Now Amazon is basically admitting that many of its house brands are failures, and it's shutting them down.

Amazon is slashing the number of in-house brands it offers on its marketplace. The retail giant plans on cutting 27 of its 30 private-label clothing brands as it looks to cut costs and stave off antitrust scrutiny, according to a report from The Wall Street Journal.

Amazon is keeping just a few house brands, generally those that have the Amazon name in them, and ditching basically all the brands that don't. While much of the framing in the various news stories I've seen suggest that they might be doing this to try to relieve regulatory pressure (as the FTC is expected to file yet another lawsuit against Amazon shortly), it also seems quite likely that the reality is that, for all of the data" that Amazon has access to, it didn't much matter when it came to getting customers to actually buy the products.

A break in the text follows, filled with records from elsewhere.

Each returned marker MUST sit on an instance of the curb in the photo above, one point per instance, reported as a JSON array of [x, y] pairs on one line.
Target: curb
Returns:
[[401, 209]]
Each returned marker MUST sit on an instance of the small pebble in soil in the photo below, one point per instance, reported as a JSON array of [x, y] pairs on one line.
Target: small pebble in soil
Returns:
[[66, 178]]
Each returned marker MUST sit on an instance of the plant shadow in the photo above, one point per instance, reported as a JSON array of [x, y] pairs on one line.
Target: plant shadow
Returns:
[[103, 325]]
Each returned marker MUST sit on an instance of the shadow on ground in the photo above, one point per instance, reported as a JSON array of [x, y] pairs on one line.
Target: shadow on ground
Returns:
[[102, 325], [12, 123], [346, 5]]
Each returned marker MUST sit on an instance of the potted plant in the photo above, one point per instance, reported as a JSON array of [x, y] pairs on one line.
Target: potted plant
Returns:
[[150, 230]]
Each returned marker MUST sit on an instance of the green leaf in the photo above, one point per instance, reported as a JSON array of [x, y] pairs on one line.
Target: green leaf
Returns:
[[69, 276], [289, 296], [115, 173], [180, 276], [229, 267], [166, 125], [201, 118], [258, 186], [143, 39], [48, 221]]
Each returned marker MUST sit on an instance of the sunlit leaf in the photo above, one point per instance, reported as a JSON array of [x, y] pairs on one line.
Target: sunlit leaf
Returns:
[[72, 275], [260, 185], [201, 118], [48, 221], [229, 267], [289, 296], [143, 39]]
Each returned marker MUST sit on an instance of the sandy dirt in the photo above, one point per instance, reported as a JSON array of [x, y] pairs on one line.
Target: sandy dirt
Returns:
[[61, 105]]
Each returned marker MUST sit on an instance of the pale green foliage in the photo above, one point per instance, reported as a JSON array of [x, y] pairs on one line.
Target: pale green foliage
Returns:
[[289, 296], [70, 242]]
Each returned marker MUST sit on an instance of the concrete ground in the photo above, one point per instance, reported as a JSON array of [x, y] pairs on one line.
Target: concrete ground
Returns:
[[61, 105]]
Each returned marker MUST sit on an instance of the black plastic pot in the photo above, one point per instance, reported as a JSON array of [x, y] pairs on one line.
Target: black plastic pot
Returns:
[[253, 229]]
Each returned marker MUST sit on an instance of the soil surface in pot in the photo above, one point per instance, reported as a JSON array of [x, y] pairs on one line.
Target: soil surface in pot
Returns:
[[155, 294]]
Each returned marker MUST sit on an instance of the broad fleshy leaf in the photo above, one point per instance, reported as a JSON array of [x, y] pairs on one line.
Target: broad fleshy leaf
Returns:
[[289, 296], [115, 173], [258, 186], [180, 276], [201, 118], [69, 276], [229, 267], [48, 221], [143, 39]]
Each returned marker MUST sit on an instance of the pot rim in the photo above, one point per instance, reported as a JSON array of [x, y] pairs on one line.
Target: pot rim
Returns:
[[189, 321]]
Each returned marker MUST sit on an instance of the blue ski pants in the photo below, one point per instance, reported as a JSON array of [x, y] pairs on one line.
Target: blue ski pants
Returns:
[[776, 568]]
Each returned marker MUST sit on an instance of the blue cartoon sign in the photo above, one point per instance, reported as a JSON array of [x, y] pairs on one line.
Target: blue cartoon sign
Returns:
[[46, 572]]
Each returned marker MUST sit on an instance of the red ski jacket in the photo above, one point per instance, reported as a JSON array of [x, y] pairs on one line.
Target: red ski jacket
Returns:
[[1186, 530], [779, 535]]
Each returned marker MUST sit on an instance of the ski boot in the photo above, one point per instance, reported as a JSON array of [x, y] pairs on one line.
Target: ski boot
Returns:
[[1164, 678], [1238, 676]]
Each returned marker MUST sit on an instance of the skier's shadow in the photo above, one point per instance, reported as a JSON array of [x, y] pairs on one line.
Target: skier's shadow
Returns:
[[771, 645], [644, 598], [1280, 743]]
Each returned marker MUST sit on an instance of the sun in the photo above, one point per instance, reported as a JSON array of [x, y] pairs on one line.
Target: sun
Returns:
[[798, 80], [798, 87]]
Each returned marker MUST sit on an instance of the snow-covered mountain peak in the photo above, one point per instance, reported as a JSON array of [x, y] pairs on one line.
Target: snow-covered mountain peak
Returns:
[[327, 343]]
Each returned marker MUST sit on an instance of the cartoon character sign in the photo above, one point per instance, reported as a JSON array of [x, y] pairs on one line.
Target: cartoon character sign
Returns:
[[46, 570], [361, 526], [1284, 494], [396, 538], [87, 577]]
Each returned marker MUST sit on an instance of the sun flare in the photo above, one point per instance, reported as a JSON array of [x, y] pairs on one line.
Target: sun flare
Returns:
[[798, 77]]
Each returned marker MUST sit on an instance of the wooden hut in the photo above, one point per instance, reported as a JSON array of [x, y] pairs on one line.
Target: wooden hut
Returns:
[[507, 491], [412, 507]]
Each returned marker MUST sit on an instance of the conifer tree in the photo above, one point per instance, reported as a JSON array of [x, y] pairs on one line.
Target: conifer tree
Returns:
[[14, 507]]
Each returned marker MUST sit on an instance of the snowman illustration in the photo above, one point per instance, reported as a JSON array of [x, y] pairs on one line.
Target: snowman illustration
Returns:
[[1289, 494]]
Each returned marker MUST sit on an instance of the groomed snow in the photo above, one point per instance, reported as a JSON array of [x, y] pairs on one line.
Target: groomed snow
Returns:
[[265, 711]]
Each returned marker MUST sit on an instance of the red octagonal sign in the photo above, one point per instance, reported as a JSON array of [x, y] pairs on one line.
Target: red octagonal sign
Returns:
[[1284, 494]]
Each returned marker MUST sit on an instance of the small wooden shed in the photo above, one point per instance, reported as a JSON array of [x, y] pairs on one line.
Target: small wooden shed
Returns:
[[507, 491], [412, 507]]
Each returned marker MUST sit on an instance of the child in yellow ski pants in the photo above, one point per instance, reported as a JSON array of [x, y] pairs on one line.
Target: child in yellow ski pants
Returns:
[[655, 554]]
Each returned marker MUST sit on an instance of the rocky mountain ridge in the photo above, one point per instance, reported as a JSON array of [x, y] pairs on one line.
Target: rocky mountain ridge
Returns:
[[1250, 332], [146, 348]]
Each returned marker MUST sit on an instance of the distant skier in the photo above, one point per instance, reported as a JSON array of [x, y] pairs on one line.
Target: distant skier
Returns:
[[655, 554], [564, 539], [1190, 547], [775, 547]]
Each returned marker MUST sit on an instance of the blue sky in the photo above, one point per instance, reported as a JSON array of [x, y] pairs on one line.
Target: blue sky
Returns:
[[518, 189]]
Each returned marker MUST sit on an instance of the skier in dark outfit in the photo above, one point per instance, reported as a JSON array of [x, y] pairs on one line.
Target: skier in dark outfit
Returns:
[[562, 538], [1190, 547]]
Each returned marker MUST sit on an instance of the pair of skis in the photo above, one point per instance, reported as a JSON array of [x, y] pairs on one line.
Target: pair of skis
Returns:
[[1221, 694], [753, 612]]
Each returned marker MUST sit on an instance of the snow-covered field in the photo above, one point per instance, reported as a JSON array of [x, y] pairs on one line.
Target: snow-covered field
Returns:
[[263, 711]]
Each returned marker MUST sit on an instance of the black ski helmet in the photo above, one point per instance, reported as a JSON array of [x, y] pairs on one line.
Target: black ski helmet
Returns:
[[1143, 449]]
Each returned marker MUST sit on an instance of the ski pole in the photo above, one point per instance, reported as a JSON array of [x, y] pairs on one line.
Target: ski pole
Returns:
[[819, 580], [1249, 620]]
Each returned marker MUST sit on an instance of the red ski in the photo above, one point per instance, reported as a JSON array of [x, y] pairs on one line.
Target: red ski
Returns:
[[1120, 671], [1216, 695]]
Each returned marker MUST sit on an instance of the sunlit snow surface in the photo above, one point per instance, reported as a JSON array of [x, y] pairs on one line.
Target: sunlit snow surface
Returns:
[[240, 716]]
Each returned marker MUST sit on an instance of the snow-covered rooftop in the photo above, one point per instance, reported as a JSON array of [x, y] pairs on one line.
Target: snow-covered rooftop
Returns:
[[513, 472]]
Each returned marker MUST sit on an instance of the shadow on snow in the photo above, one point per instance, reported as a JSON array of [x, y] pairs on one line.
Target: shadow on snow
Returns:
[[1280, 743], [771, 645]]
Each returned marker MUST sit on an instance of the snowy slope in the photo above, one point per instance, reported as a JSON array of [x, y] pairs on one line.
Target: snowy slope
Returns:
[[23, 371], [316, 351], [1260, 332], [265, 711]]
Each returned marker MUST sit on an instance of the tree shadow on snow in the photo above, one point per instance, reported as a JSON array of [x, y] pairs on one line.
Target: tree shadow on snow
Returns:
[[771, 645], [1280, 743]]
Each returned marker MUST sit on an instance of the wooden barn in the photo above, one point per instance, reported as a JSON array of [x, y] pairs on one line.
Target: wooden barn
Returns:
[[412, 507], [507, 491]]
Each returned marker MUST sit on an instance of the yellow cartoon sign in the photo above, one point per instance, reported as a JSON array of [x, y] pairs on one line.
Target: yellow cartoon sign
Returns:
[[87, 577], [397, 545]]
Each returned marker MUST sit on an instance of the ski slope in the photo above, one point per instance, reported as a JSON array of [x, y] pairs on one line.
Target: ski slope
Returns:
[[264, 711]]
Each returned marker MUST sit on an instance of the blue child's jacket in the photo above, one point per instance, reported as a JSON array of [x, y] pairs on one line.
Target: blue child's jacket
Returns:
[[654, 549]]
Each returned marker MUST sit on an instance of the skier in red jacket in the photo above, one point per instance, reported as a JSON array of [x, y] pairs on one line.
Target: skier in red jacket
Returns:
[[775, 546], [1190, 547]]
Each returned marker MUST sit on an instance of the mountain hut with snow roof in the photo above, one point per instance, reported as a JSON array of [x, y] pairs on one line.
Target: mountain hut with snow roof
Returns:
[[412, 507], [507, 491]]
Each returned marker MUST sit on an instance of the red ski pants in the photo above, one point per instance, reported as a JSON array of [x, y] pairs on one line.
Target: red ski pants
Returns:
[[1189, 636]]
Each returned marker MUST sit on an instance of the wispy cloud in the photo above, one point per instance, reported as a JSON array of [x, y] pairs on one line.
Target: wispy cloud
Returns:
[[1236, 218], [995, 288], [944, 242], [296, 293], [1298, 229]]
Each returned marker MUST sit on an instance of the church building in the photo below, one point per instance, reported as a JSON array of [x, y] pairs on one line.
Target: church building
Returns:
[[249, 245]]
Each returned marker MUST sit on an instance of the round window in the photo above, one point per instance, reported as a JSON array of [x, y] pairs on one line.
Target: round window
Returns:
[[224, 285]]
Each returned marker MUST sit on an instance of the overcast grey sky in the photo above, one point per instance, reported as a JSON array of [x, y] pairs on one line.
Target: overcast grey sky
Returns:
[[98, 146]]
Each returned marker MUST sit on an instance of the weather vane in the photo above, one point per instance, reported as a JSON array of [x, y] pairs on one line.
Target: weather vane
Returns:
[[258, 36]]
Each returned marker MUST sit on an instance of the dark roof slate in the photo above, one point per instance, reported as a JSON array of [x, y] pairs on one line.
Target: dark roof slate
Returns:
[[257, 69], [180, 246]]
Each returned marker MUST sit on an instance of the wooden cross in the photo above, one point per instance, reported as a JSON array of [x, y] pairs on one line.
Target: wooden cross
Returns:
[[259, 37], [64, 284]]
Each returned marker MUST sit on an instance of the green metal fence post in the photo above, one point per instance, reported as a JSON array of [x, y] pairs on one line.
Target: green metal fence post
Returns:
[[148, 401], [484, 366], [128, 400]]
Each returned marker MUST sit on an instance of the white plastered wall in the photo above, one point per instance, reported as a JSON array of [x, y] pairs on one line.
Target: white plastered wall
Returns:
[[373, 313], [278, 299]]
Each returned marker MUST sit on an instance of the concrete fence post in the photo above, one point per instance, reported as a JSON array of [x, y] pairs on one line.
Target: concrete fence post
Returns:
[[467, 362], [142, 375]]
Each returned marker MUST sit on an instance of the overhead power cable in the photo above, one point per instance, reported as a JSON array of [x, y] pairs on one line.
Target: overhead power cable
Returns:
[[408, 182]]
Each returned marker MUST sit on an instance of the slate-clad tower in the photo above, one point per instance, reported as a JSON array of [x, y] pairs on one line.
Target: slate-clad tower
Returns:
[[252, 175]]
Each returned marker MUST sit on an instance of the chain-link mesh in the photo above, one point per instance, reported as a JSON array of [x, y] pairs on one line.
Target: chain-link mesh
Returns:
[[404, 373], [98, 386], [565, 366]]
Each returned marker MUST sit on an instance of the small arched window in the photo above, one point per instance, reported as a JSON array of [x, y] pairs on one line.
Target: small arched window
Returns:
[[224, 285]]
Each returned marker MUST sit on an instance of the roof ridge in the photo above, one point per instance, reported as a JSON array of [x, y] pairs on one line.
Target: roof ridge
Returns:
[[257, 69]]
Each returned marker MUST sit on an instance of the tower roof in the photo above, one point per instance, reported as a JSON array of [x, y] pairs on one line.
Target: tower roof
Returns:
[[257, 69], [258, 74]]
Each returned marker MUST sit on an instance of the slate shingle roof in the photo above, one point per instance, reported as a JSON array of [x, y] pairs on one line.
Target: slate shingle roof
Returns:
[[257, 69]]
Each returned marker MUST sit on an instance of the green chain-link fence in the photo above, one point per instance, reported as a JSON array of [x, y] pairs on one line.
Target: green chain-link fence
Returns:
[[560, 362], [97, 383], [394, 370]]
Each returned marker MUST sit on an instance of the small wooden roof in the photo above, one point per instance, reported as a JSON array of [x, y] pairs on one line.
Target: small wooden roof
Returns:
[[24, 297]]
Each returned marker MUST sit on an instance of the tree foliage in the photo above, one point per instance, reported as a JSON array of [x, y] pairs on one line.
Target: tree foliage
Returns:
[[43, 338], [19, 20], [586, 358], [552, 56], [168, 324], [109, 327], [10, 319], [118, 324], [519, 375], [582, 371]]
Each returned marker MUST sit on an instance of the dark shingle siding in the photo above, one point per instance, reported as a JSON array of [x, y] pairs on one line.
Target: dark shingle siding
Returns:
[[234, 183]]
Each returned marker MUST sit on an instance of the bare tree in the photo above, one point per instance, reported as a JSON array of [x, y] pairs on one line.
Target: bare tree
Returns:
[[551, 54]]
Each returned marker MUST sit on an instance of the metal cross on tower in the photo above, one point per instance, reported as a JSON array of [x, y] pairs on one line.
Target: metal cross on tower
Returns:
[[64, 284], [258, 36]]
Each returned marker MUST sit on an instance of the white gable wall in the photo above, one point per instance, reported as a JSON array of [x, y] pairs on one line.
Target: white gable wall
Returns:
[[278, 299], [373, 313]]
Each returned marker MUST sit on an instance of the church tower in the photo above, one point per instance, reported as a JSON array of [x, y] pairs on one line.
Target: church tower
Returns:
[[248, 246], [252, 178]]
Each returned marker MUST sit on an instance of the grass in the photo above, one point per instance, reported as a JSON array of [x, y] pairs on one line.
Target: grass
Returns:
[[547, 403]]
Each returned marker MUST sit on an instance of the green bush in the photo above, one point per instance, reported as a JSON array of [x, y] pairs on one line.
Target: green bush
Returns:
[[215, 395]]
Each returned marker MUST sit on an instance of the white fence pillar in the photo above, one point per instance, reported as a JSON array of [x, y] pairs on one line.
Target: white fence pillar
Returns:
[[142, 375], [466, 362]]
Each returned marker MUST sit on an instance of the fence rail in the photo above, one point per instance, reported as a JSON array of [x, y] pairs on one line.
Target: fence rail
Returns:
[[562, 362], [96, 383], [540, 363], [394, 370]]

Anyone who's ever sold anything knows that there's a lot more than just data" to figuring out what products to sell, and how to best sell them. Branding matters, for one thing. It might very well be true that Amazon is using data in a sketchy way, but if that is true, it's not at all clear that it's working in a way that is damaging competition. I know that we live in era where people seem to think that big data" is like some sort of magical mind control device that allows the big companies to force people to do things against their will, but over and over again the evidence suggests that big data" can be helpful but is hardly the powerful monster that we're constantly told it is.